En la noche, “El Matador” y yo, nos tomamos una botella de Bacardí para celebrar nuestro renacimiento. Al extranjero jamás lo volvimos a ver. Por mas que preguntamos por él, nadie pudo darnos alguna señal de su existencia.
Vale mencionar que no había alumbrado público, restaurantes de lujo, ni hoteles o bares exclusivos como ahora, a las señoras de las palapas que vendían comida y bebidas les llamaban "tías", aunque no existiera parentesco alguno.
Los motivos para salir de Zipolite eran mínimos: comprar pescado o productos muy elementales. Caminábamos a Puerto Ángel donde vendían un pescado de carne negra, llamado barrilete, con uno, era suficiente para comer cuatro días, ya fuera en caldo o frito.
De puerto Ángel a Pochutla, se tomaba un colectivo. En Pochutla había un mercado y una caseta telefónica en el interior de una tienda. La que nos comunicaba con el mundo exterior.
II) “El Arca de Noé”
La primera vez que fui a Zipolite, busqué un lugar donde dejar mi sleeping bag y una hamaca para descansar. Alguien me señaló el final de la playa, ahí estaba “El Arca de Noé” de la Tía Gloria, donde si deseabas, podías comer, sólo comida vegetariana.
Deje mis cosas, desde ahí podía ver todo lo largo y ancho de la playa, sólo el acantilado que resguarda la “Playa del Amor” al otro extremo limitaba la hermosa vista. Unas cuantas cabañas y algunas personas caminando cerca de las desenfrenadas olas, era la postal común.
En el “Arca de Noé” no se vendían refrescos, ni alcohol, sólo agua de frutas. Me llamó la atención un pequeño retablo, adornado con conchas marinas, ahí, se encontraba la urna con las cenizas de la hija de la propietaria. La fotografía de una bella joven, adornaba el sencillo altar.

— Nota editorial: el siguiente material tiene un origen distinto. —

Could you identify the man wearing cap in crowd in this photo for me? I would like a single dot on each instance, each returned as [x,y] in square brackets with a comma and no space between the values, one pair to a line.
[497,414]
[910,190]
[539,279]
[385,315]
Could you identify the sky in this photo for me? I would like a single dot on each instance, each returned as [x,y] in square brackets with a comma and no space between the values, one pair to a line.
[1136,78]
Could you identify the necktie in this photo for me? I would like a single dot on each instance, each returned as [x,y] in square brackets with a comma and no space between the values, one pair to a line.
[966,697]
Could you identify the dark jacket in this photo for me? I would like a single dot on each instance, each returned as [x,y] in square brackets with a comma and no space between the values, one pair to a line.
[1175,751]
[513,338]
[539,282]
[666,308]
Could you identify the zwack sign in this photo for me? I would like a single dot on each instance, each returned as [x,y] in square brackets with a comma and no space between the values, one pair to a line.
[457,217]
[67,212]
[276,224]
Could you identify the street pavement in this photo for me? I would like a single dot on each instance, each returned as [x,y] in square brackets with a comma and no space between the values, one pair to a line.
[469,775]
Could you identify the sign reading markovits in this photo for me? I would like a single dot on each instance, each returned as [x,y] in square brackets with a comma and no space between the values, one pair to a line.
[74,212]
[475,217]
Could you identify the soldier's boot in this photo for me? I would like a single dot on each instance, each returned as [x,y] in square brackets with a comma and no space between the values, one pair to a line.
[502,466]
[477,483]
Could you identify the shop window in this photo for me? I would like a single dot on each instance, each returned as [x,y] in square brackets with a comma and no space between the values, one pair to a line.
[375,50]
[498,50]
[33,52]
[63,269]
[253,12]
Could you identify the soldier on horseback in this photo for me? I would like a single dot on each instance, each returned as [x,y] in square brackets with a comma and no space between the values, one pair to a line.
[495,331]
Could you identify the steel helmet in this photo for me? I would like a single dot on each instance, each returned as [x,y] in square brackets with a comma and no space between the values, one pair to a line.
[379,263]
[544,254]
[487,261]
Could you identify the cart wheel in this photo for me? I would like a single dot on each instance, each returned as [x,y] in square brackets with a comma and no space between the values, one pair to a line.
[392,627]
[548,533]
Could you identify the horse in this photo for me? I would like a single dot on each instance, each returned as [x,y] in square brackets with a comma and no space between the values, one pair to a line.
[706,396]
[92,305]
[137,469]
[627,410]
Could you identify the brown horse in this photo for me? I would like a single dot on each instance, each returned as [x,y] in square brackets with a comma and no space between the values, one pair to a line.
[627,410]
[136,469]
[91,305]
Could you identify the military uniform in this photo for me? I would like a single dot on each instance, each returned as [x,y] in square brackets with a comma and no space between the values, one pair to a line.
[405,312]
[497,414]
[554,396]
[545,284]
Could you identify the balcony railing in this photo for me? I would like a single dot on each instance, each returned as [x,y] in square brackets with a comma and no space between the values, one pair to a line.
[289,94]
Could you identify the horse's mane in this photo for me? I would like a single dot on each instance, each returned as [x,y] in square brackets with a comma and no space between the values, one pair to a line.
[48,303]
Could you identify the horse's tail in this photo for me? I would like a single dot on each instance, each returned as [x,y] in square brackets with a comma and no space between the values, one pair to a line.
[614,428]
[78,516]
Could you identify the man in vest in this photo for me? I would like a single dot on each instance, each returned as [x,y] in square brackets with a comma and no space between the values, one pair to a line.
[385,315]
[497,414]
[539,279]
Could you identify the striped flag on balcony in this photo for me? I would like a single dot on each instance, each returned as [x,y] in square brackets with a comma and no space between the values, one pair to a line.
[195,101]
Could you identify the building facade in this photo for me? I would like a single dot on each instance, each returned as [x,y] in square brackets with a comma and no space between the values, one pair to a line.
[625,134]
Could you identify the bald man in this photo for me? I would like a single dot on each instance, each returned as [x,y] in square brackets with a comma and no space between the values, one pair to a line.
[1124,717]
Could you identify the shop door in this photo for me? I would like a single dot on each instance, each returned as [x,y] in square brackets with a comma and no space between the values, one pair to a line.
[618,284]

Todo era armonía y espiritualidad, menos cuando Gloria salía de viaje, y su hijo organizaba veladas de antología, dándole un giro de trescientos sesenta grados al ambiente naturista. Desde el mediodía, un pizarrón anunciaba las viandas disponibles a partir de las ocho de la noche; el agua de frutas naturales, estaba fuera del menú. Las dionisiacas veladas culminaba con un espectacular amanecer. La hermandad "zipolitera" estaba en conjunción con la naturaleza.
A un lado del "Arca de Noé", Mauro como buen pescador, tenía una cabaña en la punta de un mogote, que, con la ayuda de un catalejo, era el primero en ubicar quien llegaba a la playa nudista. Lo que a Mauro menos le interesaba, era el flujo turístico. La estética de las extranjeras, era lo primordial.
Pasaron los años, hace unos años volví. Confieso que me desubiqué por completo, ese lugar ya no era el Zipolite que conocí en los setentas.
Lo peor de todo, es que no encontré hoteles a menos de quinientos pesos.
Aunque Zipolite se ha vuelto un destino turístico, debo reconocer que mi corazón quedó en el fondo del mar, cuando a punto de morir “vi” a mis seres queridos. Por lo que no pienso dejar de ir. Zipolite tiene ese encanto que no tienen otras playas que le circundan.